Gli investigatori delle Nazioni Unite denunciano l’intensificarsi dell’oppressione in Iran dopo la guerra di giugno con Israele, segnalando oltre 21.000 arresti e maltrattamenti nei confronti delle minoranze e dei giornalisti.
“Da marzo di quest’anno, abbiamo documentato un ulteriore deterioramento della situazione dei diritti umani in Iran”, afferma Sara Hossain, a capo della Missione internazionale indipendente di accertamento dei fatti sulla Repubblica islamica dell’Iran, un organismo istituito dal Consiglio dei diritti umani delle Nazioni Unite nel 2022.
“Gli attacchi aerei di Israele sul territorio iraniano e la successiva repressione interna da parte delle autorità iraniane hanno ulteriormente limitato lo spazio civico, minato il giusto processo e eroso il rispetto del diritto alla vita”, aggiunge.
Per quanto riguarda le 21.000 persone arrestate dalle autorità iraniane durante e dopo i 12 giorni di guerra, Hossain afferma che la Repubblica Islamica ha preso di mira un ampio spettro della società civile iraniana, compresi “avvocati, difensori dei diritti umani, giornalisti e persino utenti dei social media che hanno semplicemente pubblicato contenuti relativi alle ostilità”.
L’Iran ha intensificato anche le esecuzioni, con oltre 1.200 casi fino ad oggi nel 2025, superando già il totale del 2024, che era il dato più alto registrato in Iran dal 2015.
“Ci sono forti indicazioni che il governo iraniano continui ad applicare sistematicamente la pena di morte in modo contrario al diritto internazionale dei diritti umani”, afferma Hossain.
L’indagine ha rilevato anche che la repressione delle minoranze etniche e religiose da parte della Repubblica islamica si è “intensificata” con l’arresto di “oltre 330 curdi e un gran numero di arabi” e la deportazione di “centinaia di migliaia di afghani”, afferma Hossain.
L’Iran ha accusato i membri della fede bahá’í di essere “spie sioniste”, prendendoli di mira con perquisizioni domiciliari e confiscando le loro proprietà, afferma Hossain.

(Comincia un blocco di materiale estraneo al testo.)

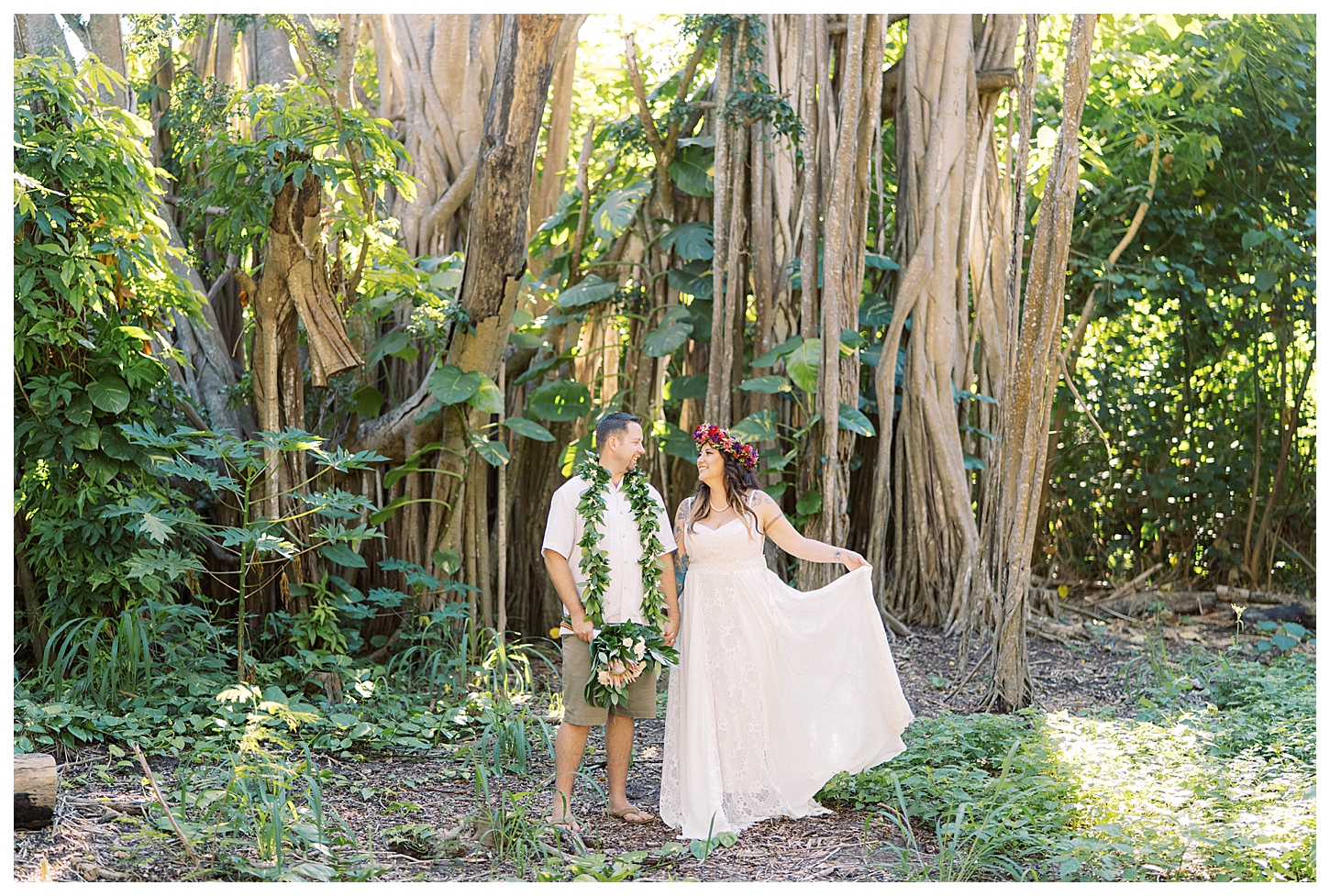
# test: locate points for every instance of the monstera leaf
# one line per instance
(560, 401)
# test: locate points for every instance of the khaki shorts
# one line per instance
(641, 692)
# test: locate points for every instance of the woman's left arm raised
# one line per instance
(792, 543)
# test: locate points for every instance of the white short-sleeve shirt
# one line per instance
(618, 540)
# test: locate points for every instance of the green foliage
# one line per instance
(94, 287)
(1205, 326)
(1216, 791)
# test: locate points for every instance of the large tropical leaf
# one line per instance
(874, 311)
(396, 343)
(454, 386)
(803, 364)
(560, 401)
(694, 171)
(528, 428)
(487, 399)
(770, 384)
(854, 420)
(540, 367)
(691, 386)
(342, 555)
(109, 393)
(693, 280)
(493, 452)
(590, 290)
(616, 212)
(692, 241)
(881, 262)
(756, 427)
(674, 441)
(673, 333)
(778, 352)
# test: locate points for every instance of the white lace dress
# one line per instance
(777, 691)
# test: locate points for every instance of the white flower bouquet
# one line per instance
(618, 654)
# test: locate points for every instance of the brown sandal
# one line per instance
(644, 818)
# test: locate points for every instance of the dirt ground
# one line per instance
(100, 833)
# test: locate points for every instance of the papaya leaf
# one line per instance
(342, 555)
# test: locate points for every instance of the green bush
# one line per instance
(94, 292)
(1218, 791)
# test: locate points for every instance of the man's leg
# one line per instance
(618, 750)
(570, 747)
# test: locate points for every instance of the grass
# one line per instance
(1214, 780)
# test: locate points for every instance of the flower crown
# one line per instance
(725, 443)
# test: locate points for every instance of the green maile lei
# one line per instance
(620, 647)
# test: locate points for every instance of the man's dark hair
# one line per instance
(614, 425)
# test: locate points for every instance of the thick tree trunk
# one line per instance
(1031, 382)
(104, 41)
(845, 234)
(498, 229)
(39, 33)
(726, 286)
(936, 532)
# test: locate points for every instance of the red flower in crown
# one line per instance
(725, 443)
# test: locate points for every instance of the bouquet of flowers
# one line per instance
(618, 654)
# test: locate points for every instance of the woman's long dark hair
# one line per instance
(738, 482)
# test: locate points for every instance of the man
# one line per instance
(618, 439)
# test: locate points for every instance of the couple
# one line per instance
(776, 691)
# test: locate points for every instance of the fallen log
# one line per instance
(1131, 586)
(33, 790)
(1303, 614)
(1138, 603)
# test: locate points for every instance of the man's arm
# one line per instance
(671, 592)
(561, 574)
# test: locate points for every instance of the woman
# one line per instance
(777, 691)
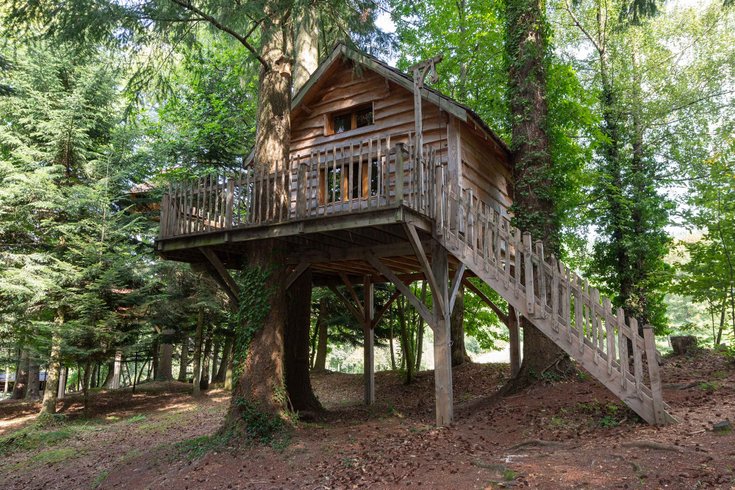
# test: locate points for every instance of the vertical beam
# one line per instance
(654, 375)
(442, 336)
(515, 340)
(368, 342)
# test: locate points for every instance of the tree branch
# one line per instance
(186, 4)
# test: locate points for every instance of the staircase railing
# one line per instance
(548, 292)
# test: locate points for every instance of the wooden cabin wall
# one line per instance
(393, 114)
(483, 169)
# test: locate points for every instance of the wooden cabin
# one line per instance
(376, 194)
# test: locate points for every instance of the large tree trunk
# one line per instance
(296, 340)
(459, 353)
(166, 352)
(320, 360)
(260, 384)
(226, 354)
(51, 392)
(21, 377)
(184, 359)
(33, 391)
(534, 188)
(198, 352)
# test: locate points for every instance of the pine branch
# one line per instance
(186, 4)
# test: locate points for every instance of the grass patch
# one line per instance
(199, 446)
(52, 456)
(100, 478)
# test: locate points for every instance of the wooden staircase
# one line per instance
(554, 298)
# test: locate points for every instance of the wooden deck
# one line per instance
(378, 214)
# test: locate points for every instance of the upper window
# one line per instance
(356, 117)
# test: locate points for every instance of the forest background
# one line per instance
(641, 120)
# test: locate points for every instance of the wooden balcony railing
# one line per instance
(370, 175)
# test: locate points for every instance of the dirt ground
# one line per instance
(567, 434)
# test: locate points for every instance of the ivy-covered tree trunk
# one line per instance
(296, 340)
(21, 376)
(456, 320)
(534, 190)
(224, 361)
(260, 351)
(33, 389)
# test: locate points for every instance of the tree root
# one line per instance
(536, 443)
(652, 445)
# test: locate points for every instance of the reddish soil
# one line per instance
(569, 434)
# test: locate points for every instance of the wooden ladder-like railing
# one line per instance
(554, 298)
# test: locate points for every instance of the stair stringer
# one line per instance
(566, 338)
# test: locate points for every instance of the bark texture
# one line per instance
(532, 164)
(296, 338)
(164, 372)
(50, 394)
(260, 384)
(21, 377)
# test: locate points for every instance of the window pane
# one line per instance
(364, 117)
(341, 123)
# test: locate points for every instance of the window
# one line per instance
(357, 117)
(334, 182)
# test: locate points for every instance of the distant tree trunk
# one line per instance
(226, 354)
(114, 373)
(21, 377)
(184, 359)
(204, 376)
(392, 348)
(85, 384)
(198, 351)
(33, 391)
(51, 392)
(459, 353)
(320, 360)
(534, 205)
(306, 48)
(154, 354)
(296, 341)
(64, 375)
(407, 359)
(228, 373)
(164, 372)
(261, 382)
(215, 356)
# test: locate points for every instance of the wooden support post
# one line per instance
(515, 340)
(368, 342)
(442, 336)
(654, 375)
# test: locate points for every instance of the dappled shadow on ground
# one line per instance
(569, 434)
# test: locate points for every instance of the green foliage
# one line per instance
(254, 306)
(260, 425)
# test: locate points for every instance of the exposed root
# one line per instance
(657, 446)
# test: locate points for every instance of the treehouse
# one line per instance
(391, 181)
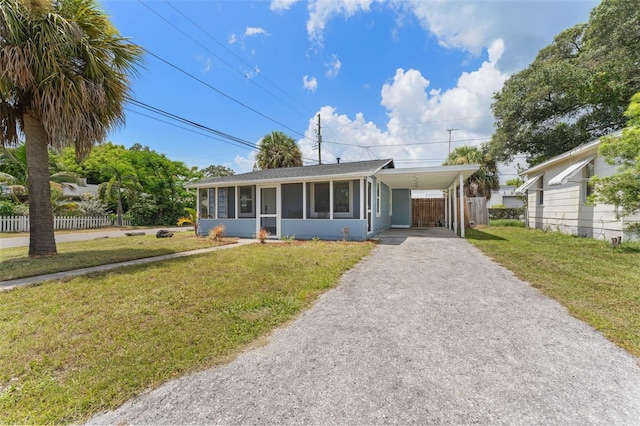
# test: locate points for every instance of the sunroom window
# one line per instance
(246, 201)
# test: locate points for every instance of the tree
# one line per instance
(63, 80)
(217, 171)
(622, 189)
(278, 150)
(485, 180)
(575, 90)
(123, 184)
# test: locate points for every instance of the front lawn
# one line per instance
(83, 254)
(597, 283)
(70, 349)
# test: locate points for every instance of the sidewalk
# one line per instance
(21, 282)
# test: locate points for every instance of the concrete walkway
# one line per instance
(22, 282)
(427, 330)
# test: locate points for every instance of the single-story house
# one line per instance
(557, 191)
(356, 200)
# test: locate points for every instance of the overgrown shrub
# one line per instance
(506, 213)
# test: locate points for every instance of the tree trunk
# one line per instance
(42, 241)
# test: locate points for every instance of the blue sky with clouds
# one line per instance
(388, 78)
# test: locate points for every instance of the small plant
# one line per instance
(191, 218)
(217, 232)
(262, 236)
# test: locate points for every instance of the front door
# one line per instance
(268, 213)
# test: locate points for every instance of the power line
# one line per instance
(240, 59)
(223, 61)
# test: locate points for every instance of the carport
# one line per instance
(441, 178)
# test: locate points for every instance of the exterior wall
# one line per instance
(401, 215)
(564, 208)
(242, 228)
(325, 229)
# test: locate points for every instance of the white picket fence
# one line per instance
(21, 223)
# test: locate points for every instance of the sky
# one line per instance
(388, 79)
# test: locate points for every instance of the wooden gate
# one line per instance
(427, 212)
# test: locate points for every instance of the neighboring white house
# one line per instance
(557, 191)
(505, 196)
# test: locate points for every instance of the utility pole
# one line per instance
(450, 130)
(319, 142)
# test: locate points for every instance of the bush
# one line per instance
(506, 213)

L’indagine ha scoperto anche che il governo iraniano disattiva continuamente le schede SIM dei giornalisti e che la repressione della stampa “non si limita ai confini dell’Iran”, aggiunge.
La missione ha esaminato anche i micidiali attacchi aerei israeliani sulla prigione di Evin, un famigerato carcere per prigionieri politici.
“La nostra indagine preliminare indica che gli attacchi aerei israeliani hanno colpito edifici civili nel complesso carcerario, che non costituiscono obiettivi militari legittimi, e che gli attacchi a questi edifici sono stati probabilmente intenzionali”, afferma Hossain.
Aggiunge che le autorità iraniane potrebbero non aver adottato misure ragionevoli per proteggere i detenuti.